Grails vs Dropwizard vs Scala vs Go
The title might not make that much sense, but that’s what I’ve been doing for the past few weeks (in addition to an amazing trip to Chicago) - trying to figure out what web framework to use in the future.
I have been using Grails since version 1.1 and have been pretty happy so far. It met the requirements I had for a web framework in the environment I work in. Those were mostly:
must run on Tomcat 5.0 / Java 1.5
development speed > runtime speed
I’ve been using a JSF/Spring combo before that and I really didn’t like the approach JSF uses. Several things changed since then from my perspective including my personal requirements.
From my perspective Grails has been losing steam over the last month and never gained the amount of traction I hoped it would get. The plugin ecosystem might be okay-ish, but it’s by far not on Ruby on Rails-levels. In addition to that Burt Beckwith, author of quite a few plugins and formerly author of the weekly “this week in grails” blog went silent in July. I haven’t checked if he continued to work on plugins, but this still prompted me to finally take the time to look around and assess my options.

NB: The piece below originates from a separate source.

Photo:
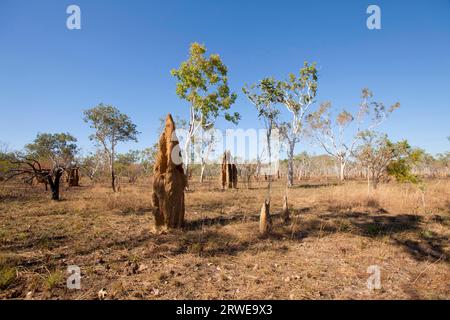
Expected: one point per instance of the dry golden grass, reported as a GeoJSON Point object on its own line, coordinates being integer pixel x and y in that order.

must on Windows Server (no NGINX for me :<)
container-less deployment is sexy (I never used any Tomcat-specific configuration anyway) but not a must
if Java then Java 1.7 / Tomcat7
static language, if possible
good IDE support, if possible
Changed web development approach
The rise of the MVC JavaScript client frameworks! Finally web development made sense for me. Not this weird mixing server & client together in one mushy package but a clean separation of back- and front-end. Since I’m not developing public internet apps that need SEO or have low latency requirements I didn’t see any reason why I shouldn’t embrace that approach.
So the main thing the new server web framework needs to do is provide a nice REST interface.
Ruby got ruled out because the deployment on Windows seems to be not-that-mature - or my Google-fu failed me
the techempower benchmarks ruled out Python (and Ruby for that matter). I might not need the speed, but if I choose new technology it shouldn’t be that slow
Node.js is still a bit too “fresh” and it is JavaScript-based - okay-ish language, but not my favourite
same goes for vert.x, but I’ll definitely keep an eye on it
I narrowed it down everything to a few options:
Grails: it works, I know it, it’s reasonably fast and Groovy recently picked up pace according to some language rankings
DropWizard: tailor-made to provide great REST-interfaces, sounds like the perfect fit
Go: great little language, and really really fast
Scala: the new go-to language for enterprise development? Both Scalatra and Play! looked nice and seem to have a lot of traction
I implemented a small proof of concept in DropWizard and I really liked the package the yammer guys put together. However, it’s Java. Coding in Groovy for that long made me forget what a verbose pain Java can be. Still the language with the best IDE support!
Moving back to Grails I was instantly annoyed by the dynamic nature of the language. IntelliJ IDEA is really good with Groovy, but still I missed the type safety from the other languages (I had played around with Scala and Go in the meantime as well). Great job, increased incentive to find “the new thing” quickly.
I think Go is THE future language for PaaS or cloud stuff in general. It’s resource usage is amazing, the deployment is more or less “copy single binary & run”. I think my simple web app uses something like 6mb memory. The language seems to be the opposite of Scala, very lean, only the bare minimum features built in but excellent concurreny support. The Go code you write usually does exactly what you expect it to do. To top that off the compiler is amazingly fast, again the opposite Scala.
However, the eco system is quite young:
the only Oracle driver I could find hasn’t been updated in ages
same with an LDAP library
no mature web frameworks yet (BUT the standard net/http package is quite amazing on it’s own)
In addition to that, the missing generics and sparse collection library make the code sometimes a bit verbose (nothing like Java, mind you). The whole dependency management thing (from my limited perspective a solved thing in the Java eco-system) is ignored, go get always pulls the latest MASTER. Urgh.
I used GoSublime for development and was quite happy with it.
Scala drove me nuts at first. The ability to use nearly any symbol as a method name in addition to the functional part of the language made it really difficult to read code in the beginning. The language feels like every available language feature available got crammed in. This combined with functional programming style seemed to promote “elegant, one-line but unreadable” code.
That said, after I finally figured out some of the functional parts of the language it started to not only make sense, but it was also fun to implement stuff. The collection API, the Option type, immutability - things started to fall in place. Also, the language has access to the vast ecosystem of 3rd party Java libraries.
The language support in IntelliJ IDEA is improving but still nowhere near Groovy level. It’s still very usable from my perspective.
I think I finally settled on Scala. Go is a close second and I will try to keep up with what’s happening, I really liked developing in it and when I’ll ever need to use a PaaS like Heroku etc I will definitely try to use Go there.
Using a Scala-based web framework seems to make most sense for now. There are several great options available, including the Play! framework and Scalatra (which had amazing benchmark results).